ぼんやりお姉さんと狼少年
第40章 里の特産月の石
それにしても。
あの時私を助けてくれたときに目の前にあった、浩二の傷付いた背中を思い出した。
朱璃様ほどとは言わない。
けれどせめて、自分の身は守れるようになれたら。
いや、あそこで生きていくのならそうすべきだと思った。
「……私も里に『帰った』ら、戦い方を教えてくれませんか?」
「構わんぞ。 体を動かしたあとの風呂は格別。 また女同士、今度は酒でも飲みながら風呂で語るか」
そう言ってにこりと顔を綻ばせる朱璃様。
「是非!」
普段は凛としている女性だけに、それは余計に人懐っこくて可愛らしく見え、女同士でもきゅんとくるものがある。
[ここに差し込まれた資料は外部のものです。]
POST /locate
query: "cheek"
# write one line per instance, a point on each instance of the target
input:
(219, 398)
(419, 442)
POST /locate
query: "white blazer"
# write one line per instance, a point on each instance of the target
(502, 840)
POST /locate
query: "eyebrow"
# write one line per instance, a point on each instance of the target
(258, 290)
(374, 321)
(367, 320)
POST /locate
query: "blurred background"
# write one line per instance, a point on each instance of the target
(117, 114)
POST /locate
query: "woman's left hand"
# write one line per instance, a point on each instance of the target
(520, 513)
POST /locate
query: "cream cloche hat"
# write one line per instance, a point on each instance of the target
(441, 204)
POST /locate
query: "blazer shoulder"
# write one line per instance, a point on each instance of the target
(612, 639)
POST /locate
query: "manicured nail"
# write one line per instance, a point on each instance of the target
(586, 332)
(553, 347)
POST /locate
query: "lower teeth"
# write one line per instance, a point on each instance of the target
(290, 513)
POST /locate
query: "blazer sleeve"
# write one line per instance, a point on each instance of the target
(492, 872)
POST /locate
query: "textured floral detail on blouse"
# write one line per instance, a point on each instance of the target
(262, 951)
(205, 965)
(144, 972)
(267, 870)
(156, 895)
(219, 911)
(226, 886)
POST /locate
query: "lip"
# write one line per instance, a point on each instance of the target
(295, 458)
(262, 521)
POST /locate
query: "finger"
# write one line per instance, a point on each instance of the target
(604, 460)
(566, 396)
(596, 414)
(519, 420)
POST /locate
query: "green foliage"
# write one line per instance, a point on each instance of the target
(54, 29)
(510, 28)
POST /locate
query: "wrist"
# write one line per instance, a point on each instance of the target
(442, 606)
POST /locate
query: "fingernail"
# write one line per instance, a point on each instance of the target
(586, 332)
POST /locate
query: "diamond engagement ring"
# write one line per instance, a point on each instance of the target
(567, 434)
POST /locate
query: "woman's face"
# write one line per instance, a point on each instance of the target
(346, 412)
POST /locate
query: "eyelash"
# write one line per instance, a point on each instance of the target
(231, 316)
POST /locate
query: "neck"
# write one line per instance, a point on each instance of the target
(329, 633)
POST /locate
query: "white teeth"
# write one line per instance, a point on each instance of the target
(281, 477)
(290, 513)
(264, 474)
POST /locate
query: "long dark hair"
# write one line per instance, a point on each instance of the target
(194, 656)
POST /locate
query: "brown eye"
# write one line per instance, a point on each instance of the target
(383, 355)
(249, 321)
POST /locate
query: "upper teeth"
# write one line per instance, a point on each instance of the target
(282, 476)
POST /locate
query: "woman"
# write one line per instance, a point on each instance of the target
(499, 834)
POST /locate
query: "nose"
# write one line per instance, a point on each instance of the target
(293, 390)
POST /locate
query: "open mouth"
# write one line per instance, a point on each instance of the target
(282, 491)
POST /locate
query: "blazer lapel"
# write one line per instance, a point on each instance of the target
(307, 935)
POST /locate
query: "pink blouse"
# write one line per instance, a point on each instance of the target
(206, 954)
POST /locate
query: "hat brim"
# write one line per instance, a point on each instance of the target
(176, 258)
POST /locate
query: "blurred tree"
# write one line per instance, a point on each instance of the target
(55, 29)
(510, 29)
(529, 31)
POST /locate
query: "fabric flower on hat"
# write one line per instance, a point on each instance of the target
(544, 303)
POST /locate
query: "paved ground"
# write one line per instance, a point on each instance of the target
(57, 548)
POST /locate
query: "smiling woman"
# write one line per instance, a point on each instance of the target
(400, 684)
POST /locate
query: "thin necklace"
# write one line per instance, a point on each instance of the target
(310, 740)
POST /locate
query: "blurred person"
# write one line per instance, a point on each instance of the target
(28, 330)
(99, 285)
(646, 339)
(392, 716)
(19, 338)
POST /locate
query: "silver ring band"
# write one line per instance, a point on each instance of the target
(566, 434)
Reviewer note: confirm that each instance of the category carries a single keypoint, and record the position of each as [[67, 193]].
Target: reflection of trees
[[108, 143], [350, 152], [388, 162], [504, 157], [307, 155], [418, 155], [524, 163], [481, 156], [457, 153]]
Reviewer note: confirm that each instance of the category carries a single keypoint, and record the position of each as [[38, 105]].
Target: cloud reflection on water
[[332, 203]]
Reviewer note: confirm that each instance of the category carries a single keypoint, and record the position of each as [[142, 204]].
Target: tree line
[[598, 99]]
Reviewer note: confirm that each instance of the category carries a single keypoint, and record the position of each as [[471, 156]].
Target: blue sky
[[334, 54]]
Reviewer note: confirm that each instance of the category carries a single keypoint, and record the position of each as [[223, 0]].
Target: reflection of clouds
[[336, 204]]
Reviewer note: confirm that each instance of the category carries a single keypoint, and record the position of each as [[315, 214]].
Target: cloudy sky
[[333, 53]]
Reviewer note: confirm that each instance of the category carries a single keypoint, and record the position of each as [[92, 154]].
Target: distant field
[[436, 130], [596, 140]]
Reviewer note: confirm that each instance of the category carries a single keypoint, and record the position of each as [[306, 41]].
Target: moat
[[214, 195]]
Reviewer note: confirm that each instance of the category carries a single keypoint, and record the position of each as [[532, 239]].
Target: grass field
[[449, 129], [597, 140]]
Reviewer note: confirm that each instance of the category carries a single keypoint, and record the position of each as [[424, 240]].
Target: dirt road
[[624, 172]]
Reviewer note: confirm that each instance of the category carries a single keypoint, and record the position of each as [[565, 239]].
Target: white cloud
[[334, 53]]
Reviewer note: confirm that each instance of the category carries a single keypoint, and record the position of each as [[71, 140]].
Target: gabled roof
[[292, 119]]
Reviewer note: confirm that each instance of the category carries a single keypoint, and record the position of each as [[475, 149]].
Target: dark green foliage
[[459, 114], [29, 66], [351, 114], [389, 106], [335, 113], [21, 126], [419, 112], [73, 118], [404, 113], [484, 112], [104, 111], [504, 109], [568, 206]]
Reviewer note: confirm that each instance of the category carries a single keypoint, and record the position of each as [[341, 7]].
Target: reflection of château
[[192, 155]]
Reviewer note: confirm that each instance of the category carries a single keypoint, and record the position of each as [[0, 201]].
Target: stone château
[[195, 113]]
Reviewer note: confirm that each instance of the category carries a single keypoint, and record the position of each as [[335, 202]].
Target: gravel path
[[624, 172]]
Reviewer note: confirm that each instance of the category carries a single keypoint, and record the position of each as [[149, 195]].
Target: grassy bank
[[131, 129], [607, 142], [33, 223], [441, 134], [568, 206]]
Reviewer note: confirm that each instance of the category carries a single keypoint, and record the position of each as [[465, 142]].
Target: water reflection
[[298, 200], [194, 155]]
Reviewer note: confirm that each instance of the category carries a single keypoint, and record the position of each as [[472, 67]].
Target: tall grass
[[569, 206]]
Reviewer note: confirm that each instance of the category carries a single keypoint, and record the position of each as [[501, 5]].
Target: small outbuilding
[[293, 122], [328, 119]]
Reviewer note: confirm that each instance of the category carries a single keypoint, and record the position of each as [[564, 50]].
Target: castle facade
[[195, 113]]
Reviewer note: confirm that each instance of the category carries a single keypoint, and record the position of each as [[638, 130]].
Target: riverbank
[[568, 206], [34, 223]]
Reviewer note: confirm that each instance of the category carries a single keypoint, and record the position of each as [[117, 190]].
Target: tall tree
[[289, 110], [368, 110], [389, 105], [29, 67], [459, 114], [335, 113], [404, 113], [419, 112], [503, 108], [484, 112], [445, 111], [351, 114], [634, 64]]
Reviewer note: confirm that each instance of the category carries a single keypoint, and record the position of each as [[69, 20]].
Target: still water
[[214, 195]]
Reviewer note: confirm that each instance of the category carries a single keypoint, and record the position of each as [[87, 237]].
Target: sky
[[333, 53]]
浩二ってある意味、見る目あるんだわ。 そんなことを思った。
****
「あー、疲れたな今晩は。 真弥、今日は家に泊まってくんだろ? どうせ明日は土曜だし、もう電車も無いぜ」
コキコキと首を捻って鳴らす浩二の愚痴を聞きながら、私は行きと同じく帰りの車に揺られていた。
ここまで来ると実家はすぐ傍である。
「そうだね。 浩二もありがとう」
有難く申し出を受けるも心中は複雑だった。
何も知らない浩二を巻き込んでしまって申し訳なかった。
彼の服は破れて役に立たなくなったので、山中さんから借りたシャツの袖がパツンパツンで窮屈そうだった。
せめて今月のボーナスで彼にコートでも買ってあげよう、などと思う。